Зорин покачал головой.
— Не про это, — сказал он. — С этим я уж как-нибудь сам разберусь, спасибо. Про другое. Ты только не учи меня жить, ладно? Послушай и попробуй понять. Я про письмо это сраное хотел.
Кузьма внезапно захлопнул тетрадь и, сложив на ней руки, прищурился. Зорин внимательно посмотрел на него и вдруг сообразил:
— Ах ты ж блядь! Ты что, тоже письмо ему пишешь?!
Кузьма молчал.

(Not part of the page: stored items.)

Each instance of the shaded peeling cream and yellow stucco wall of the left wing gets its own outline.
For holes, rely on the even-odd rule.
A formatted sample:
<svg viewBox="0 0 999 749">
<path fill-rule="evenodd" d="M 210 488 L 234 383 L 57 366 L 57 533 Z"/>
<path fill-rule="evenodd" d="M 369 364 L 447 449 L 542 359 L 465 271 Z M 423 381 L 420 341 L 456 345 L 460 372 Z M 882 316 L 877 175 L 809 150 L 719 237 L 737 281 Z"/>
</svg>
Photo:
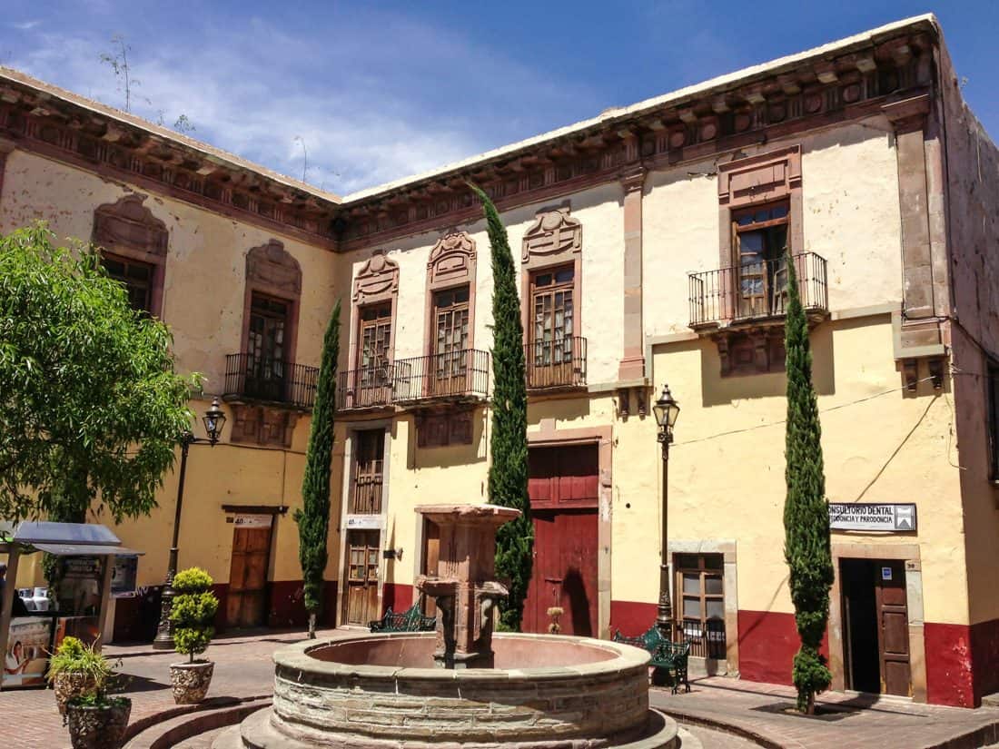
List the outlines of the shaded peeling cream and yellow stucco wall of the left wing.
<svg viewBox="0 0 999 749">
<path fill-rule="evenodd" d="M 241 346 L 246 254 L 271 239 L 282 242 L 302 268 L 296 362 L 319 366 L 323 333 L 334 299 L 336 264 L 327 250 L 22 151 L 13 152 L 7 159 L 0 199 L 0 231 L 42 219 L 49 222 L 60 241 L 70 237 L 89 240 L 94 210 L 136 192 L 149 195 L 144 205 L 166 224 L 170 235 L 162 318 L 174 334 L 179 372 L 202 373 L 206 377 L 206 393 L 222 392 L 226 355 L 239 352 Z M 209 399 L 191 401 L 199 416 L 196 433 L 200 432 L 200 415 L 208 403 Z M 215 447 L 205 444 L 191 447 L 181 520 L 180 564 L 197 563 L 206 567 L 216 581 L 228 581 L 233 525 L 226 522 L 221 505 L 284 504 L 290 511 L 277 517 L 269 578 L 301 579 L 298 528 L 292 513 L 302 505 L 310 418 L 308 415 L 299 418 L 290 449 L 256 449 L 229 443 L 233 419 L 228 406 L 226 411 L 230 419 L 222 443 Z M 342 459 L 335 459 L 335 480 L 339 480 L 342 464 Z M 176 492 L 177 473 L 168 472 L 158 493 L 159 506 L 150 517 L 113 526 L 125 545 L 146 552 L 139 561 L 139 585 L 159 584 L 163 580 Z M 94 519 L 111 524 L 108 518 Z M 331 543 L 336 542 L 334 534 Z M 336 570 L 335 559 L 336 554 L 331 554 L 331 577 Z M 36 560 L 28 557 L 18 583 L 40 582 L 37 567 Z"/>
</svg>

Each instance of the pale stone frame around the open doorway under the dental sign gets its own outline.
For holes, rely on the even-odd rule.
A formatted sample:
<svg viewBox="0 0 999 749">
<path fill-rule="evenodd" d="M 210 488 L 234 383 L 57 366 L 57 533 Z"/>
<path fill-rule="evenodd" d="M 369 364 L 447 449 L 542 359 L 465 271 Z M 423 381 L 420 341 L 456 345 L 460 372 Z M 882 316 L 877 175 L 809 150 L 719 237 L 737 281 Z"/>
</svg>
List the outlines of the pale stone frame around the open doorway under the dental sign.
<svg viewBox="0 0 999 749">
<path fill-rule="evenodd" d="M 840 559 L 891 559 L 905 563 L 905 596 L 909 617 L 909 672 L 912 701 L 926 702 L 926 644 L 923 636 L 923 573 L 918 543 L 832 543 L 835 576 L 829 591 L 829 670 L 832 688 L 846 691 L 843 670 L 843 600 Z"/>
</svg>

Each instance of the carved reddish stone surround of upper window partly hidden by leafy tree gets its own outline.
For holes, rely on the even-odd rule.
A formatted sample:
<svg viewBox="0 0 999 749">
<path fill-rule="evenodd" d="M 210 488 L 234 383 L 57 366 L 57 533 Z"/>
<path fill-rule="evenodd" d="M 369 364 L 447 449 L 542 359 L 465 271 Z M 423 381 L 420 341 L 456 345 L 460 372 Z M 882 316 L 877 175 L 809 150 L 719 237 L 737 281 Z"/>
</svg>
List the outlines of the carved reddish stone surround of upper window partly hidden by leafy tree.
<svg viewBox="0 0 999 749">
<path fill-rule="evenodd" d="M 163 286 L 166 276 L 167 248 L 170 232 L 143 205 L 144 195 L 126 195 L 116 203 L 108 203 L 94 211 L 91 241 L 109 256 L 138 261 L 152 267 L 149 314 L 163 314 Z"/>
</svg>

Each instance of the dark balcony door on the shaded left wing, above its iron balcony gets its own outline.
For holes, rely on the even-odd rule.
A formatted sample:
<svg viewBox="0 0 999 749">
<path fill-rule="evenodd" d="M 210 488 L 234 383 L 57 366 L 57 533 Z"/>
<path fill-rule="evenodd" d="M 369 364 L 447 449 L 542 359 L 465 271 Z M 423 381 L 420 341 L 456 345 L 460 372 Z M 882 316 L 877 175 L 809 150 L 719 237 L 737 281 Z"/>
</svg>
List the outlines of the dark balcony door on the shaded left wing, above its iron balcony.
<svg viewBox="0 0 999 749">
<path fill-rule="evenodd" d="M 289 304 L 254 293 L 247 339 L 246 394 L 266 400 L 285 399 Z"/>
</svg>

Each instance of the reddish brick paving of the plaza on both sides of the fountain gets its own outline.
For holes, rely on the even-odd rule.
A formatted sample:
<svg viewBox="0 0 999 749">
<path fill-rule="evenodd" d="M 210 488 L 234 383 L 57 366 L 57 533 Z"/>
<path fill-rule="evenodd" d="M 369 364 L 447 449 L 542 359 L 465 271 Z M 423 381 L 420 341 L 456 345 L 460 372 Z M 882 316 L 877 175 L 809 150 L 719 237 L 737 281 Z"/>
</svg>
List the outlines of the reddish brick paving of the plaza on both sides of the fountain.
<svg viewBox="0 0 999 749">
<path fill-rule="evenodd" d="M 321 631 L 319 636 L 327 633 Z M 249 700 L 269 696 L 273 678 L 271 653 L 284 643 L 302 638 L 301 631 L 267 631 L 218 639 L 209 651 L 216 662 L 209 692 L 211 704 L 224 704 L 226 698 Z M 158 714 L 167 718 L 170 716 L 167 711 L 176 713 L 167 670 L 176 660 L 176 654 L 153 651 L 148 645 L 109 645 L 106 652 L 120 657 L 122 671 L 131 677 L 127 692 L 133 700 L 133 724 Z M 794 700 L 789 687 L 725 677 L 695 679 L 691 687 L 689 694 L 676 695 L 655 689 L 652 704 L 672 714 L 700 740 L 704 749 L 752 746 L 961 749 L 999 741 L 999 708 L 966 710 L 917 705 L 898 698 L 872 703 L 863 697 L 836 693 L 819 700 L 820 715 L 805 718 L 784 712 Z M 190 713 L 170 718 L 171 725 L 189 719 Z M 5 726 L 4 749 L 69 747 L 69 736 L 51 691 L 0 693 L 0 721 Z M 215 728 L 174 745 L 208 749 L 220 730 Z M 150 733 L 155 734 L 155 730 L 138 734 L 127 745 L 128 749 L 149 747 Z"/>
</svg>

Зорин на миг закрыл лицо ладонями, издал такой звук, словно у него зуб разболелся, а потом сказал:
— Так, это меня не касается. Я не про твое письмо, я даже думать про него не желаю. Я про ее письмо, — и похлопал себя по левой стороне бушлата.
— Так-так, — сказал Кузьма.
— Первым убивают гонца, как известно, — сказал Зорин и многозначительно посмотрел на Кузьму.
— Ты его читал-таки, — сказал Кузьма со вздохом.
— Только жить меня не учи, — повторил Зорин.
Кузьма помолчал.
— Не знаю, — сказал он наконец. — Ты же веришь, во что веришь? Вот и верь, наверное, в разумное начало известно чье.
— Я пытаюсь, — сказал Зорин. — Но трясет меня, конечно. Думаешь, отдавать, да? Не могу понять, что хуже — отдать или потерять.